Would we know the force of mind and demonstrate it, we must be willing to comply with its requirements. Would we heal the sick and reform the sinner and comfort the sorrowing, then we must lose sight of self in our curative effort. We must trust God and understand His law of unselfed Love. We must believe in the force of mind and the possibility of impressing our ideas of Truth on the receptive minds of those who really desire to be healed of sin and sickness. [17] We must know that the idea of health, or the picture of man’s perfectness as the son of God, is as communicable as any other idea, and may become externalized in man as the seed sown in the soil is externalized in fruit or flower. In sickness, the best remedy is Truth. When all other systems have failed, we may still have recourse to the method of Jesus, which was not one of pills and potions, but of prayer, scientific prayer, and having recourse to these we may be healed and made “every whit whole.”

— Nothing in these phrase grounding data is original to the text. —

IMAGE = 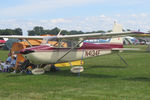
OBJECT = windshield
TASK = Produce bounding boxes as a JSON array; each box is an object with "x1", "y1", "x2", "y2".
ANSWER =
[{"x1": 41, "y1": 37, "x2": 82, "y2": 48}]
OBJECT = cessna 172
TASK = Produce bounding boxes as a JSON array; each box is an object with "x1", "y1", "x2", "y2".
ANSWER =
[
  {"x1": 0, "y1": 23, "x2": 144, "y2": 74},
  {"x1": 0, "y1": 31, "x2": 143, "y2": 73}
]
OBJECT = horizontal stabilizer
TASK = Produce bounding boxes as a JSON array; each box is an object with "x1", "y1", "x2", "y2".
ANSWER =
[{"x1": 112, "y1": 48, "x2": 141, "y2": 51}]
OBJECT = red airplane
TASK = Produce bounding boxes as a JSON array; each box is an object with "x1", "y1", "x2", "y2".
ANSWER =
[{"x1": 0, "y1": 38, "x2": 6, "y2": 48}]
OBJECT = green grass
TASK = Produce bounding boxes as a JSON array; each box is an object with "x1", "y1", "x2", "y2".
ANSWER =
[
  {"x1": 124, "y1": 44, "x2": 148, "y2": 50},
  {"x1": 0, "y1": 47, "x2": 150, "y2": 100}
]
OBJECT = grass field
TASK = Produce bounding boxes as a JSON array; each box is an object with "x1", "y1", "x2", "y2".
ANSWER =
[{"x1": 0, "y1": 46, "x2": 150, "y2": 100}]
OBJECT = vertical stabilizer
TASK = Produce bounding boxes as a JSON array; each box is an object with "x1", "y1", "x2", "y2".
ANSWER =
[
  {"x1": 112, "y1": 21, "x2": 123, "y2": 33},
  {"x1": 110, "y1": 22, "x2": 123, "y2": 44}
]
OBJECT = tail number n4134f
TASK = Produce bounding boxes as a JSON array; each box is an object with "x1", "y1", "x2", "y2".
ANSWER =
[{"x1": 85, "y1": 50, "x2": 100, "y2": 57}]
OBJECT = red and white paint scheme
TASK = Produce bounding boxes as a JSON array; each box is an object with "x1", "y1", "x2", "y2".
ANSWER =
[
  {"x1": 3, "y1": 31, "x2": 139, "y2": 65},
  {"x1": 0, "y1": 23, "x2": 144, "y2": 75},
  {"x1": 19, "y1": 38, "x2": 123, "y2": 65},
  {"x1": 0, "y1": 24, "x2": 144, "y2": 66}
]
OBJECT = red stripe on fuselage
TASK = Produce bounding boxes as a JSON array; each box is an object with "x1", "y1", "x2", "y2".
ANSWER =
[
  {"x1": 0, "y1": 40, "x2": 6, "y2": 43},
  {"x1": 21, "y1": 42, "x2": 123, "y2": 52},
  {"x1": 80, "y1": 42, "x2": 123, "y2": 49}
]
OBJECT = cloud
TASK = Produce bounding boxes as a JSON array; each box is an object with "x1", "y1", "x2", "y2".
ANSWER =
[
  {"x1": 130, "y1": 13, "x2": 148, "y2": 18},
  {"x1": 131, "y1": 14, "x2": 137, "y2": 18},
  {"x1": 100, "y1": 15, "x2": 106, "y2": 18},
  {"x1": 0, "y1": 13, "x2": 150, "y2": 35},
  {"x1": 115, "y1": 14, "x2": 121, "y2": 17},
  {"x1": 50, "y1": 18, "x2": 72, "y2": 24},
  {"x1": 1, "y1": 0, "x2": 148, "y2": 18},
  {"x1": 140, "y1": 13, "x2": 148, "y2": 17},
  {"x1": 0, "y1": 0, "x2": 104, "y2": 17}
]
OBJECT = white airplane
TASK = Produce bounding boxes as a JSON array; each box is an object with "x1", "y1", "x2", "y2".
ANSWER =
[{"x1": 0, "y1": 23, "x2": 144, "y2": 74}]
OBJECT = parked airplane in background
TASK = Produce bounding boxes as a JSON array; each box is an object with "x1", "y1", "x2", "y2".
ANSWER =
[
  {"x1": 84, "y1": 36, "x2": 138, "y2": 45},
  {"x1": 0, "y1": 38, "x2": 6, "y2": 48}
]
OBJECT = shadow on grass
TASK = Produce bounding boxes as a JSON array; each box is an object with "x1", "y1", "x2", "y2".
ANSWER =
[
  {"x1": 5, "y1": 67, "x2": 119, "y2": 79},
  {"x1": 123, "y1": 77, "x2": 150, "y2": 82},
  {"x1": 86, "y1": 65, "x2": 126, "y2": 69},
  {"x1": 44, "y1": 69, "x2": 118, "y2": 79},
  {"x1": 6, "y1": 73, "x2": 31, "y2": 77},
  {"x1": 80, "y1": 73, "x2": 117, "y2": 79}
]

Christianity is coming to have a deeper meaning to those who investigate it through the laws of Divine Science, for it means not only salvation from sin, but salvation from the consequence of sin, which is called disease. The Christianity of Jesus and his disciples was the understanding and demonstration of this force of mind which resulted in what have since been called miracles. But the healing of the sick by Jesus through the application of the force of mind was no more miraculous to him than the lighting of a room by the force of electrical energy is to Edison. That which took place in the days of Jesus is miraculous to us in this day and in our present state of spiritual ignorance, but may it not be that the inventions of to-day would have been just as miraculous to those of that era? A miracle is only the scientific application of a force not generally understood.

The system of spiritual healing, which is gaining so rapidly all over the world, is not new, [18] but is a re-discovery of the oldest system in the universe, and when the race comes to a realization of the force of mind, and the individual becomes convinced of his right and power to use this force for constructive and healing purposes, sin, sickness, disease and death itself will disappear from the face of the earth, and men shall be as the angels which are in heaven.